Besides long-term, top-down, infrastructural responses to depopulation such as those discussed by Pallagst, Fleschurz, Trapp, Lokman, Albro, Burkholder, and Koonce, the temporary and spontaneous use of urban spaces has been an increasing field of interest for scholars of the city (Kuhoutek & Kamleithner, Citation2003; Németh & Langhorst, Citation2014; Oswalt, Overmeyer, & Misselwitz, Citation2013). In many declining contexts, socio-political decisions may be derived from bottom-up strategies and embrace spontaneous citizen actions or temporary uses of public spaces. Evangelia Athanassiou (Aristotle University of Thessaloniki, Greece) presents such an example of the role of urban agriculture in shrinking contexts. Her paper, titled ‘The hybrid landscape of public space in Thessaloniki in the context of crisis’, explores the spontaneous appropriation by citizens of an old military camp in Thessaloniki as an informal public park and productive landscape. This example shows how these open and abandoned spaces are being reclaimed not only for food production but also as an expression of citizens’ rights. In his paper ‘Ephemeral landscape and urban shrinkage’, Ali Madanipour (Newcastle University, UK), explores two types of temporary landscapes—garden festivals and parks—across five case studies in Liverpool, Glasgow, London, Paris, and Brussels. These case studies allow Madanipour to present not only the original expectations for short-term change by various stakeholders, but also to assess the durability of that change.

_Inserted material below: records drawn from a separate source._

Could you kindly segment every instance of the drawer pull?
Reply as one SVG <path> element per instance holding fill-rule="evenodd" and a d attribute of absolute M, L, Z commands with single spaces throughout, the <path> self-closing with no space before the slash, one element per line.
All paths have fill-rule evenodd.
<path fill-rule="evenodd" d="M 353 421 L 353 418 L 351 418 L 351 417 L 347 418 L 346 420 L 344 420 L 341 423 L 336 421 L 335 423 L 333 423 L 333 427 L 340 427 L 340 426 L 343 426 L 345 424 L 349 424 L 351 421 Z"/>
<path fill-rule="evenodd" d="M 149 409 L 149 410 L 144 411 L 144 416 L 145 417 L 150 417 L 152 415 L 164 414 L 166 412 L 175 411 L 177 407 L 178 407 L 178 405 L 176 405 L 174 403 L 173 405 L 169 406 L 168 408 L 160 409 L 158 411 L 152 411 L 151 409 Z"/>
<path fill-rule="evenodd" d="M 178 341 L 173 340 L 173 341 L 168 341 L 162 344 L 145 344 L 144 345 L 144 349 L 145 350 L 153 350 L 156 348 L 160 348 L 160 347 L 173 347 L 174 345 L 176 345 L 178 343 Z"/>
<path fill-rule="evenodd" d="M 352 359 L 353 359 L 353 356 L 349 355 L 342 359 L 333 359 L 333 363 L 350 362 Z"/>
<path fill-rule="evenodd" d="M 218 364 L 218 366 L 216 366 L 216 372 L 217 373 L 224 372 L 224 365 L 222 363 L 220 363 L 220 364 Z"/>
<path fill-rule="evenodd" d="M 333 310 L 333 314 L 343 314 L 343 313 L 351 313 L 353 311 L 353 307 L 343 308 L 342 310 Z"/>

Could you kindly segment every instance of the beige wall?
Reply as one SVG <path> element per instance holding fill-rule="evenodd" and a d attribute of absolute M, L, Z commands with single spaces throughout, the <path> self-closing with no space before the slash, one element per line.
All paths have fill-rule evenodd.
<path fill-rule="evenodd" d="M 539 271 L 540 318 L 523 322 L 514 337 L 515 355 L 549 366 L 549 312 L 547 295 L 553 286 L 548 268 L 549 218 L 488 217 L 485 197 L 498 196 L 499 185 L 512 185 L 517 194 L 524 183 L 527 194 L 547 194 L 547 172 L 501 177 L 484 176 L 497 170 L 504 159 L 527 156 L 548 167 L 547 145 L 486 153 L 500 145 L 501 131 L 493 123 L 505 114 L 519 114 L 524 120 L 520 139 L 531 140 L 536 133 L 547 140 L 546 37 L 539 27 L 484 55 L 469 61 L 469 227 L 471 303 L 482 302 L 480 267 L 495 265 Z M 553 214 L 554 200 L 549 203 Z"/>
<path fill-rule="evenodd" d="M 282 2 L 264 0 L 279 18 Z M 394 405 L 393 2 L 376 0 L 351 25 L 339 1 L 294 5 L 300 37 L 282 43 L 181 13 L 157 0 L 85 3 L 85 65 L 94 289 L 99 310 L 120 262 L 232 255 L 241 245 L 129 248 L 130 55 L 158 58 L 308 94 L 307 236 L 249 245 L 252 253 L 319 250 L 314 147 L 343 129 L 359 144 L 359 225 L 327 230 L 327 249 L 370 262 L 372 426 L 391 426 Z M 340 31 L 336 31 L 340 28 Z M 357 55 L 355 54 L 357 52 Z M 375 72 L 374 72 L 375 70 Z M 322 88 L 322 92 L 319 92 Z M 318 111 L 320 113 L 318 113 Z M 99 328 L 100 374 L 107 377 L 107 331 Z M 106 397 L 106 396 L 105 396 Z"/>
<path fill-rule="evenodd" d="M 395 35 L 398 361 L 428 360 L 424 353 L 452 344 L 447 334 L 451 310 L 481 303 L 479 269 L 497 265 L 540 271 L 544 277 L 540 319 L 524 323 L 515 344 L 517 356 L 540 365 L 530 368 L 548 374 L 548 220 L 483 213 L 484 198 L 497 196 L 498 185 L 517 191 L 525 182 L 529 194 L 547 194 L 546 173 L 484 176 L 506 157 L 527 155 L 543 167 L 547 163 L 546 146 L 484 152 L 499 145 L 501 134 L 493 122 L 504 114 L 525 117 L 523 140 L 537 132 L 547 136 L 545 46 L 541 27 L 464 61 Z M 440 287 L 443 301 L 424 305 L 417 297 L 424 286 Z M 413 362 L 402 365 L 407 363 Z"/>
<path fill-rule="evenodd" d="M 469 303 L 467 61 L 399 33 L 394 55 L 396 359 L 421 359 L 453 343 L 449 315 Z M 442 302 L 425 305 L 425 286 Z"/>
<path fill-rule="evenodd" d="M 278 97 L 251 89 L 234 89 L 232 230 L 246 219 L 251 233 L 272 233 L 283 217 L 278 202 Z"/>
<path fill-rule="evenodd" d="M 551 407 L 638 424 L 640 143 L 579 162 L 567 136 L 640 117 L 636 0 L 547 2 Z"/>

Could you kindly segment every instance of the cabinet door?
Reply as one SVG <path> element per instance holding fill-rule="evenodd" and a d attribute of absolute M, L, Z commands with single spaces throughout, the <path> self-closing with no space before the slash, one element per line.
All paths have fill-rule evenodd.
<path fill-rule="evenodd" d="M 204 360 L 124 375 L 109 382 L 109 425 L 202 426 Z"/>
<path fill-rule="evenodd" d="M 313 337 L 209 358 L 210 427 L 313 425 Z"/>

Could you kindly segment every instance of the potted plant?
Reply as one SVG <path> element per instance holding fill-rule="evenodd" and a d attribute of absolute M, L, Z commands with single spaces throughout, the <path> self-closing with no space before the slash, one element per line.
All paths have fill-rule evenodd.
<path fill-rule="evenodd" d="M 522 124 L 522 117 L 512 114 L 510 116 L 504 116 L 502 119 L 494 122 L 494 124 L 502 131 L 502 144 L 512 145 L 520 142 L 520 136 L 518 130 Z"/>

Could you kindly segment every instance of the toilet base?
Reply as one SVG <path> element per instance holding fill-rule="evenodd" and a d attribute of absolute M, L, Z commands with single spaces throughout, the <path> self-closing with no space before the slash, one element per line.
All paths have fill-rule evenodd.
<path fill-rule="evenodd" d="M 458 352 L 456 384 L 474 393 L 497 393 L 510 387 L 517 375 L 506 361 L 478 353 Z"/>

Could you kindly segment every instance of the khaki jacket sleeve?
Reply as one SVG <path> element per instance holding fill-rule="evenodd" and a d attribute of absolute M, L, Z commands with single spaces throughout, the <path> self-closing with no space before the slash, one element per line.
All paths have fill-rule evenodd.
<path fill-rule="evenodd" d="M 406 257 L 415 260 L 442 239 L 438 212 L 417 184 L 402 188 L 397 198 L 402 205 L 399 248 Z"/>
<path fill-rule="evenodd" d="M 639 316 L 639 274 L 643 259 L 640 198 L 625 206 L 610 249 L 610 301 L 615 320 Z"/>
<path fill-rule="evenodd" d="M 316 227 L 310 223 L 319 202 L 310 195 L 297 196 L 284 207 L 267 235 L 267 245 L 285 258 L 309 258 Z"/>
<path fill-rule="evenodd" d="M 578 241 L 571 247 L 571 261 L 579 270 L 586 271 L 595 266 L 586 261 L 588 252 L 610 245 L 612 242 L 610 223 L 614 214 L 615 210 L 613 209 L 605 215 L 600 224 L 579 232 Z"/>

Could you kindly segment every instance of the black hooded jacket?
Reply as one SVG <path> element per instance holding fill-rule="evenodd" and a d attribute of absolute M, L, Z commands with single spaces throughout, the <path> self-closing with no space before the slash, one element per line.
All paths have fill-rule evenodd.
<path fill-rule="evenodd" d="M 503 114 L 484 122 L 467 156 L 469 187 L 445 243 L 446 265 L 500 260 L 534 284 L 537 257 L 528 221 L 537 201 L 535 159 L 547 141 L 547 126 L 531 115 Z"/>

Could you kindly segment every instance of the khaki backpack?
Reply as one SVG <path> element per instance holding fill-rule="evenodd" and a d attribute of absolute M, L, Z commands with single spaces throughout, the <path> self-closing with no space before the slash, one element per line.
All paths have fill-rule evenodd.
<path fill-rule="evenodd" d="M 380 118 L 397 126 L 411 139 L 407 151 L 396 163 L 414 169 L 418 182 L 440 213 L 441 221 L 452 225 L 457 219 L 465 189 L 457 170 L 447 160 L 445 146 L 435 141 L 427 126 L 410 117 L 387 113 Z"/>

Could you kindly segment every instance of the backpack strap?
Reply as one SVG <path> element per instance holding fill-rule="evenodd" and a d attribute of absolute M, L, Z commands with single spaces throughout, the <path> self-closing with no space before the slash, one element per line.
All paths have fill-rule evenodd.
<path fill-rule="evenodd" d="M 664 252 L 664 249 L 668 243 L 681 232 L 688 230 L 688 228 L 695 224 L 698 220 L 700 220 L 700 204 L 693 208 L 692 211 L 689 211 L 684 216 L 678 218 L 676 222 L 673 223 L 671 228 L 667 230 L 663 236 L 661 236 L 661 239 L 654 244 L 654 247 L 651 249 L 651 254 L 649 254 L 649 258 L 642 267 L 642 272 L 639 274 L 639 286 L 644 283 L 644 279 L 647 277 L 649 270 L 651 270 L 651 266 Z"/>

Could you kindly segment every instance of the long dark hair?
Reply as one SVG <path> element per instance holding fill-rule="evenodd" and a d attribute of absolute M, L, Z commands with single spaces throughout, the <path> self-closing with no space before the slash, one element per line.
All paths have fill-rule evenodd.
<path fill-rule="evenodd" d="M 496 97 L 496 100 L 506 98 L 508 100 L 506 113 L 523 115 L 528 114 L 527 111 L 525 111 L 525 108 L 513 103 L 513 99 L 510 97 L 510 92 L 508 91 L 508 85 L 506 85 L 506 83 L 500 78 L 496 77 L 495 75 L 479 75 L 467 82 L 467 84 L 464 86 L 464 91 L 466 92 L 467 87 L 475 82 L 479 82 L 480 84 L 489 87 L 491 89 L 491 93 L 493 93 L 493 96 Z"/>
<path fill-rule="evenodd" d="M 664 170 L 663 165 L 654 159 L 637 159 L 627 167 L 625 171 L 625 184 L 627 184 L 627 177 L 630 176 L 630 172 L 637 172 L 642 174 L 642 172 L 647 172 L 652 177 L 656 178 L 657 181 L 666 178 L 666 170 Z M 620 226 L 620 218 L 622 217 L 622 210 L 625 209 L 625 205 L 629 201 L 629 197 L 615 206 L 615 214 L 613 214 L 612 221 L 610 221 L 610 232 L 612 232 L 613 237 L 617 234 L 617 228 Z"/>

In doing so, he describes ephemeral interventions that are subject to economic forces and therefore as dynamic as the shrinkage they aim to address.

Conclusion

The seven papers and one photographic essay presented in this special issue present a sampling of the breadth of research being conducted on shrinking cities, with this issue’s theme focusing on the opportunities that a landscape way-of-thinking provides. As this introduction describes, urban depopulation is not a new phenomenon: it has happened before, and it is happening now. We cannot predict whether or how it will happen again, but we can certainly explore its characteristics, its impact on the urban landscape, and its opportunities in order to better understand current and future challenges.

Disclosure statement

No potential conflict of interest was reported by the authors.

Funding

This work was supported by the Fundação para a Ciência e Tecnologia (Portugal) [grant number SFRH/BD/72394/2010, Lima].

Acknowledgements

This special issue presents papers developed from selected presentations given at the Shrinking Cities | Expanding Landscapes conference co-chaired by the special issue guest editors in November 2013 at the University of Edinburgh. The work presented in this special issue by Filipe Condado was part of a group exhibition held in the Sculpture Court at the Edinburgh College of Art during the conference. The special issue guest editors wish to thank Landscape Research Editor Anna Jorgensen for her tireless direction and guidance in helping to compile this special issue, as well as Landscape Research Editorial Assistant Crista Walshaw for her solid and steady support.